If you’ve been reading my Choral Potpourri/Choral Ethics blogs for any length of time, you know I HATE GOSSIP! Hate it. Detest it and LOATH it, especially in a choral setting.
It does no good to gossip about our colleagues and their ensembles. It doesn’t help the arts community in general or the choral community specifically to “bad mouth” others. We are all in this together and the sooner we realize it and behave accordingly, the sooner we will reap the benefits. We should be supportive of each other, since if your group is doing well, my group should be as well.
Many forget this truth. They attend concerts and gossip about the performance or the concert wear or who is doing what and how well WHILE THE CONCERT IS HAPPENING. They repeat gossip they hear to their friends and the truth, whatever it is, morphs into something unrecognizable, the victim of a game of “Telephone.” It might be “fun” but it is damaging because it destroys good will. And art organizations, no matter on the church, school or community level, need good will to survive.
My own chamber choir is not the norm in our community and as often as not, is referred to as that “little choir” in a rather disparaging way. The singers in my choir understand we are that “little choir” until proven otherwise. There is often gossip about us, especially from singers in other ensembles. We know we are singing music no other ensemble in our community is singing because it’s difficult and like it just fine.

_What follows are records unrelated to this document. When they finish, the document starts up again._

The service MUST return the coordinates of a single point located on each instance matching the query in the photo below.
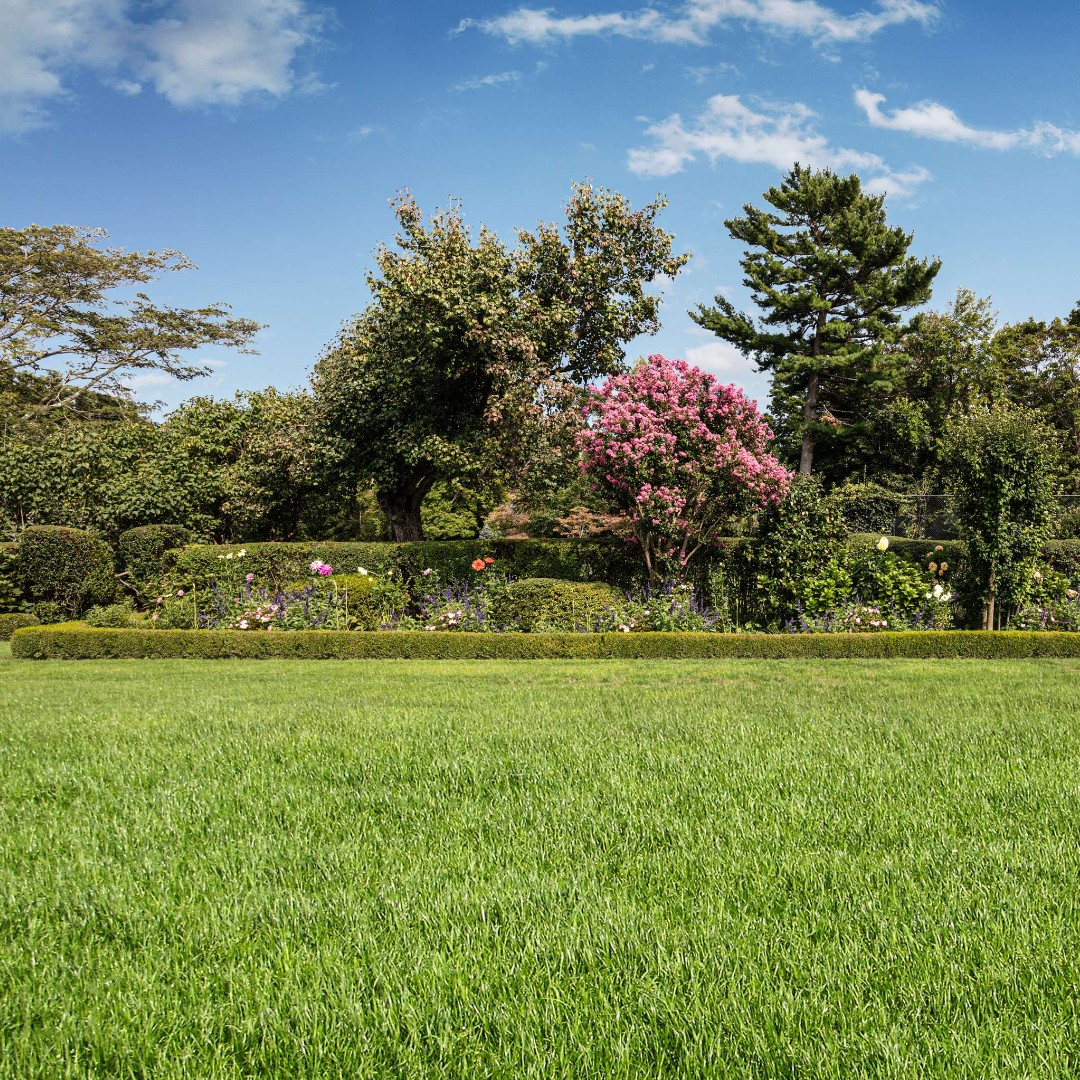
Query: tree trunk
(402, 508)
(810, 408)
(809, 417)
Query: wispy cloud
(499, 79)
(770, 134)
(192, 52)
(933, 120)
(693, 21)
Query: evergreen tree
(832, 280)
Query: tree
(468, 346)
(64, 341)
(680, 454)
(999, 464)
(832, 279)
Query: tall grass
(540, 869)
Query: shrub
(148, 553)
(71, 568)
(12, 621)
(801, 542)
(115, 616)
(548, 604)
(869, 508)
(49, 611)
(11, 591)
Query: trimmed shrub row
(79, 642)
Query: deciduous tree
(680, 454)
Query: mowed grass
(540, 869)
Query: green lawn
(787, 869)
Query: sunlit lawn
(540, 869)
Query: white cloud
(778, 134)
(933, 120)
(500, 79)
(194, 52)
(694, 21)
(720, 359)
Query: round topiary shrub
(548, 604)
(70, 568)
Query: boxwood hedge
(78, 642)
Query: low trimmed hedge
(75, 640)
(12, 621)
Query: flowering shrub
(679, 454)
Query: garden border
(79, 642)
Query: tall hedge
(12, 597)
(71, 568)
(149, 552)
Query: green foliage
(468, 346)
(871, 508)
(112, 616)
(78, 642)
(832, 281)
(148, 553)
(538, 605)
(999, 463)
(13, 620)
(11, 590)
(68, 567)
(800, 544)
(63, 333)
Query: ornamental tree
(66, 339)
(679, 454)
(469, 347)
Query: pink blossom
(679, 453)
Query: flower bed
(78, 642)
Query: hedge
(11, 622)
(78, 642)
(11, 589)
(149, 552)
(71, 568)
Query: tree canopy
(468, 343)
(65, 340)
(832, 280)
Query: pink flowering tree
(679, 454)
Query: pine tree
(832, 280)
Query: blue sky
(266, 137)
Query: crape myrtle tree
(65, 341)
(469, 345)
(680, 454)
(832, 280)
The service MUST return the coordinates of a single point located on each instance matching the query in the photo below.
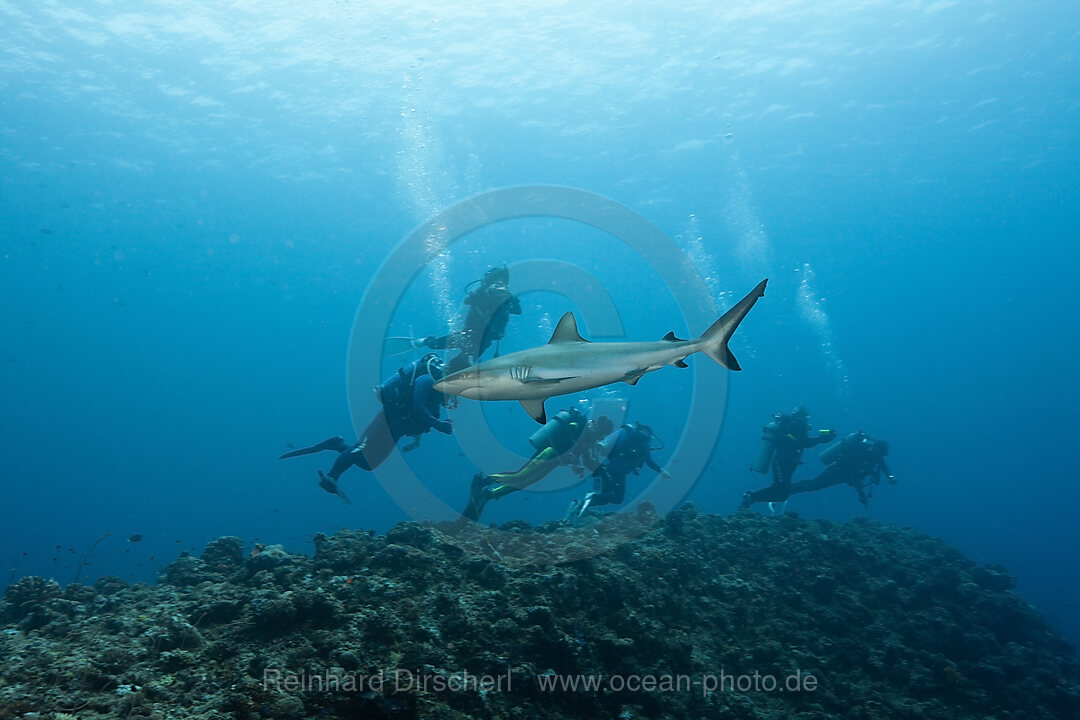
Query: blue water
(193, 199)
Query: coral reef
(684, 616)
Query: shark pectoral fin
(548, 381)
(535, 408)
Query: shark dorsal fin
(566, 330)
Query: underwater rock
(224, 554)
(888, 623)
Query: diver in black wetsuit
(784, 439)
(626, 450)
(858, 460)
(410, 406)
(490, 307)
(568, 438)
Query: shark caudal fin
(714, 340)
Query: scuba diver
(625, 451)
(783, 442)
(568, 438)
(856, 460)
(490, 307)
(410, 406)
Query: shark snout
(457, 383)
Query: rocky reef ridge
(682, 616)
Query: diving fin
(328, 484)
(536, 410)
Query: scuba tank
(396, 389)
(768, 447)
(556, 433)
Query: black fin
(536, 410)
(567, 330)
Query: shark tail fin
(715, 339)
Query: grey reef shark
(570, 364)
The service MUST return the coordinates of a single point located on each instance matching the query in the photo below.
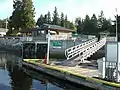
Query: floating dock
(80, 75)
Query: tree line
(23, 14)
(57, 19)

I hate the gossip which surrounds some art organizations–you know the ones I mean. I won’t tolerate gossip in my rehearsals from singers about other groups, especially if they are former members of those other groups. You won’t hear a bad word from me about my conducting colleagues or their choirs in public or private. I will nod or be non-committal when gossip swirls around me but I won’t join in the “fun” no matter what. I know when the gossip is directed at me in my presence and I refuse to acknowledge it, I look stupid or naïve. If I say anything in retaliation or make an equally nasty comment, I will be sinking to their level. And I will look as poorly as they do. Better to be thought of as stupid than nasty!
There is a difference between networking and gossip. If someone retires and there is an open position, it’s good to know. It’s also good to hear why the person is leaving so we can decide if we really want to apply. Whoever applies for the first job and then gets it will create another opening. And so on, down the food chain of choral jobs. We’ve all heard stories about colleagues in our community: the “too big for his britches” fellow who got the plum church job and was asked to leave after eight months or the college conductor who retired and left a mess for his successor to clean up or the community chorus director who didn’t try to be a community member. I never believe such stories unless I hear it from a person I respect. I don’t repeat the stories to anyone because I don’t want to perpetuate gossip. It’s not fair to my colleagues and I don’t want to get that reputation.
Repetition creates habit, as we all know from our own practicing and rehearsing. If we get into the habit of gossiping, we will continue to gossip. I have often thought if we said nice things about others, even if we don’t believe it, it would create the habit of saying nice things about others. Perhaps someday, we would even believe those nice things. Wouldn’t that be nice?